Depending on how RAxML was installed, you may want to check if RAxML is called from the terminal using raxmlHPC or raxmlHPC. This string needs to be passed to tree.raxml using the argument raxml_exec. Please note that this argument corresponds to the exec argument in ips::raxml.

Finally, note that RStudio sometimes has issues finding stuff in the path while using system(). If you’re using macOS, try starting RStudio from the command line by running the following line:

{bash eval=FALSE} open /Applications/RStudio.app

VS code does not suffer of the same issues. In other OS, it might be better to simply avoid using RStudio if you’re interested in running the phylogenetic functions in phruta.

Installing PATHd-8 and treePL

There are excellent guides for installing PATHd-8 and treePL. Here, I summarize two potentially relevant options.

First, you can use Brian O’Meara’s approach for installing PATHd-8 in MacOs and linux. I summarize the code in the following link.
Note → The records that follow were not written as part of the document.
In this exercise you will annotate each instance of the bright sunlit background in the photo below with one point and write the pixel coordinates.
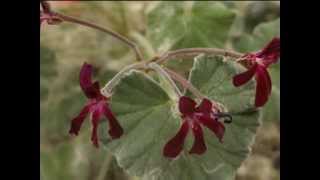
(65, 47)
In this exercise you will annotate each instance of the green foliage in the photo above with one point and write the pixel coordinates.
(150, 118)
(170, 25)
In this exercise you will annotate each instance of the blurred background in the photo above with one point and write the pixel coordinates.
(64, 48)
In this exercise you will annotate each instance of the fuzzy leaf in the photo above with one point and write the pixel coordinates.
(150, 118)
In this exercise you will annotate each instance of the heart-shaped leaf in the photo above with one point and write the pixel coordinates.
(150, 118)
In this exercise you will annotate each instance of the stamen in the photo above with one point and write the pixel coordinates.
(225, 115)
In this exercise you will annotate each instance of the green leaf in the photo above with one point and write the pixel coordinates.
(150, 118)
(192, 24)
(262, 34)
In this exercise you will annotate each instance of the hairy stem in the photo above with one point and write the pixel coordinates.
(107, 89)
(192, 52)
(105, 30)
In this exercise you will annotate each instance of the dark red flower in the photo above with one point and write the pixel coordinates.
(193, 116)
(257, 64)
(97, 106)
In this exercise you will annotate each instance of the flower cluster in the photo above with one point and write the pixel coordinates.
(193, 117)
(257, 64)
(97, 106)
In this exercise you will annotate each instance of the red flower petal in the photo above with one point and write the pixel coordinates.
(90, 89)
(96, 115)
(205, 106)
(175, 145)
(199, 146)
(77, 121)
(115, 130)
(264, 86)
(214, 125)
(186, 105)
(244, 77)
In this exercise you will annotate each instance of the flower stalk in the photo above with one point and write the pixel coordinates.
(131, 44)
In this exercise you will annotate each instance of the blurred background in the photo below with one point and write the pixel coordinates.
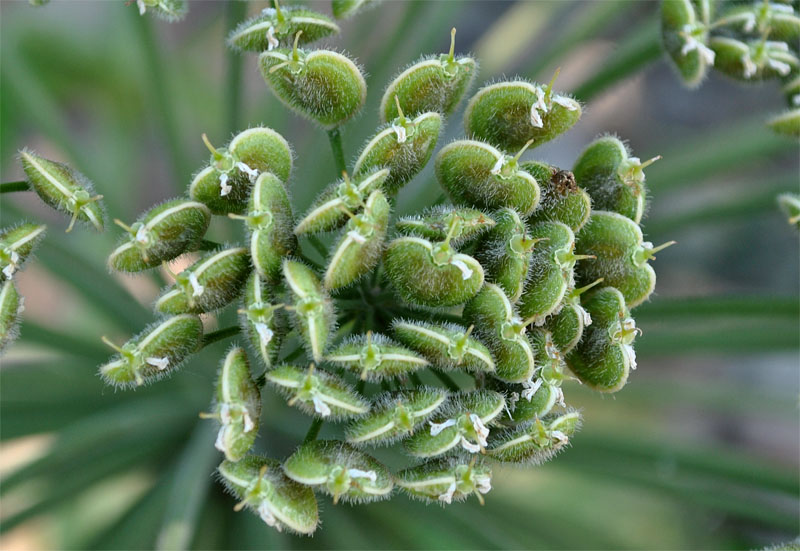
(699, 451)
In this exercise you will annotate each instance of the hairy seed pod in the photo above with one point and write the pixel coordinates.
(339, 470)
(499, 326)
(261, 486)
(460, 422)
(476, 174)
(534, 442)
(448, 346)
(431, 274)
(394, 415)
(404, 147)
(684, 33)
(446, 480)
(154, 353)
(224, 186)
(561, 200)
(613, 177)
(514, 113)
(605, 355)
(11, 306)
(261, 319)
(330, 208)
(237, 407)
(270, 225)
(360, 247)
(317, 393)
(621, 256)
(434, 223)
(434, 83)
(277, 26)
(375, 357)
(64, 189)
(312, 313)
(323, 86)
(212, 282)
(17, 243)
(163, 233)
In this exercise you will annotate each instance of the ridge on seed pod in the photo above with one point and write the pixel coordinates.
(64, 189)
(434, 83)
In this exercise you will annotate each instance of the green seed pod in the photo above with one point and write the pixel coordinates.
(11, 306)
(430, 274)
(434, 83)
(394, 415)
(64, 189)
(323, 86)
(434, 223)
(499, 326)
(613, 178)
(684, 33)
(209, 284)
(476, 174)
(277, 26)
(17, 243)
(262, 320)
(446, 480)
(404, 147)
(154, 353)
(237, 407)
(270, 225)
(448, 346)
(361, 244)
(534, 442)
(460, 422)
(313, 313)
(605, 355)
(339, 470)
(161, 234)
(621, 256)
(224, 186)
(375, 357)
(511, 114)
(329, 210)
(280, 501)
(561, 200)
(317, 392)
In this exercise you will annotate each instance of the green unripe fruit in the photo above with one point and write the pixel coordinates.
(435, 83)
(339, 470)
(154, 353)
(511, 114)
(163, 233)
(211, 283)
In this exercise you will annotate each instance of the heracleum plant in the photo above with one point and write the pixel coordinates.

For Windows users, please use the compiled version of the software provided in the following link.

Second, you can use homebrew to install treePL (Windows, MacOS, and Linux), thanks to Jonathan Chang.

{bash eval = F} brew install brewsci/bio/treepl

Please check the following link) if you’re interested in running brew from Windows and Linux.

Running phruta from Rstudio while using MacOS?

Only if you’re interested in running phylogenetic analyses, please make sure you open RStudio using the following code from the terminal:

{bash eval=FALSE} open /Applications/RStudio.app

Dedication

My package is dedicated to my mom. I still have lots of things to learn from you. You will always have all my admiration. The logo features a Palenquera in Cartagena (Colombia). For many folks, Palenqueras are just the Black woman ones who sell fruits in particular Colombian turistic areas. However, palenqueras and Palenque are central to Black identity in Colombia, Latin America, and across the America: “Palenque was the first free African town in the Americas”](https://en.wikipedia.org/wiki/San_Basilio_de_Palenque).

Etymology

Fruta is the Spanish word for Fruit. English ph sounds the same as F in Spanish. In phruta, ph is relative to phylogenetics. I pronounce phruta just as fruta in Spanish.

Additional resources

More details about the functions implemented in phruta can be found in the different vignettes associated with the package or in our website.

Alternatives to phruta

Similar functionalities for assembling curated molecular datasets for phylogenetic analyses can be found in phylotaR and SuperCRUNCH. However, note that phylotaR is limited to downloading and curating sequences (e.g. doesn’t align sequences). Similarly, SuperCRUNCH only curates local sequences. phruta is closer to the SUPERSMART and its “new” associated R workflow SUPERSMARTR. However, most of the applications in the different packages that are part of SUPERSMARTR are simplified in phruta.

Contributing

Please see our contributing guide.

Contact

Please see the package DESCRIPTION for package authors.

Code of conduct

Please note that this package is released with a Contributor Code of Conduct. By contributing to this project, you agree to abide by its terms.